# Audi Music Interface with Bluetooth Music Adapter



## [email protected] (Apr 9, 2004)

Okay, this is really cool. We've been watching this 'I Am Audi' blog for a few weeks now since we first found it. It's by Scott Mitchell, Audi Brand Specialist at Sunset Imports in Beaverton, OR. Not surprisingly, Scott focuses often on a lot of the cars that come through his dealership. We figured it was only a (short) matter of time before we'd catch some content we knew readers of our own Audi News Blog that should be passed along and his most recent post is very interesting indeed.
The latest addition to the Audi Music Interface system is a wireless Bluetooth adapter... but not for phone... Audi already had that. This adapter is for music.
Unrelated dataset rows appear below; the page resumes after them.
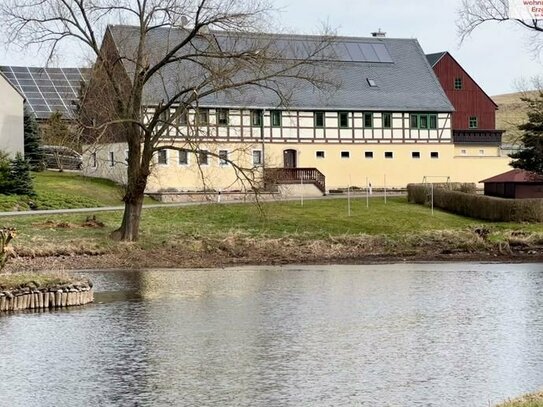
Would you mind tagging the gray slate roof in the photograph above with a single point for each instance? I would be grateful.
(433, 59)
(407, 83)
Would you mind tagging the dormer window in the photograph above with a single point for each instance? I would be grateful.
(458, 85)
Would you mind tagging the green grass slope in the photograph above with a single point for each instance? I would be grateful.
(65, 190)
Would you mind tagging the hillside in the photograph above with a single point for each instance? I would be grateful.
(511, 113)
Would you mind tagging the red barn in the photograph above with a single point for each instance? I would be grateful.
(474, 118)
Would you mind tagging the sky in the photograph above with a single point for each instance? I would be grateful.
(499, 56)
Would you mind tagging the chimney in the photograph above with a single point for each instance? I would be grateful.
(379, 34)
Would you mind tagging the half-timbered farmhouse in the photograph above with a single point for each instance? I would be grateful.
(388, 120)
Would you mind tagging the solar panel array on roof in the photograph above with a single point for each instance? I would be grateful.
(47, 90)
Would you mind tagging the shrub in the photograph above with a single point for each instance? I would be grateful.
(478, 206)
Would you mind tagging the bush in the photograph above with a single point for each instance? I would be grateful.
(478, 206)
(15, 178)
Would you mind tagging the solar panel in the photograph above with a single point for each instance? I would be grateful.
(350, 51)
(47, 90)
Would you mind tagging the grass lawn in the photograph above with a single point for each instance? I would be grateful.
(64, 190)
(322, 219)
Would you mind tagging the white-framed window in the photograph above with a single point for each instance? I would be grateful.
(203, 157)
(202, 116)
(257, 157)
(223, 157)
(256, 118)
(276, 117)
(343, 120)
(318, 118)
(183, 157)
(223, 117)
(162, 157)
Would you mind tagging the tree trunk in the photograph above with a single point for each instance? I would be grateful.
(133, 202)
(130, 227)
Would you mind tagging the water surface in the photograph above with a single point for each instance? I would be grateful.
(382, 335)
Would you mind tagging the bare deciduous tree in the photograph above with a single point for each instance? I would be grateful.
(208, 46)
(474, 13)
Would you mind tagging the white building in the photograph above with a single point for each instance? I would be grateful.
(11, 118)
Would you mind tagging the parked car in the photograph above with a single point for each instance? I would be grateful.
(62, 158)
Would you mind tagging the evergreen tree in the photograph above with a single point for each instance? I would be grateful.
(530, 157)
(21, 180)
(33, 142)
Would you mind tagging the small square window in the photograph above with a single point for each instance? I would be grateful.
(202, 116)
(414, 121)
(343, 118)
(319, 119)
(203, 157)
(423, 121)
(183, 157)
(182, 118)
(256, 118)
(387, 120)
(164, 116)
(276, 118)
(222, 117)
(368, 120)
(433, 121)
(223, 157)
(257, 157)
(458, 84)
(162, 157)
Once installed, you can pair your bluetooth equipped music device like an iPhone to stream music into your Audi without having to hook it up inside the glovebox. It probably doesn't do much for battery life on the device, but that's what chargers are for. Check out more of Scott's post after the jump.
* Full Story *


----------



## BHB (Oct 26, 2004)

*Re: Audi Music Interface with Bluetooth Music Adapter ([email protected])*

wow, very cool. i wonder if its compatible with the VW RNS510?


----------



## [email protected] (Apr 9, 2004)

*Re: Audi Music Interface with Bluetooth Music Adapter (bhb399mm)*

My guess is no. Audi uses an RNS-E for R8, TT, A3 and B7 A4 when it was in production. MMI cars are based on a fiber optic system called MOST and I'm pretty sure the VW system you speak of is not.


----------



## zekezank (Aug 12, 2007)

I work as an Audi and VW parts manager, and was shown this bluetooth adapter at the Audi parts conference recently. They haven't told us much, but as soon as I have more info I will share it with everyone.


----------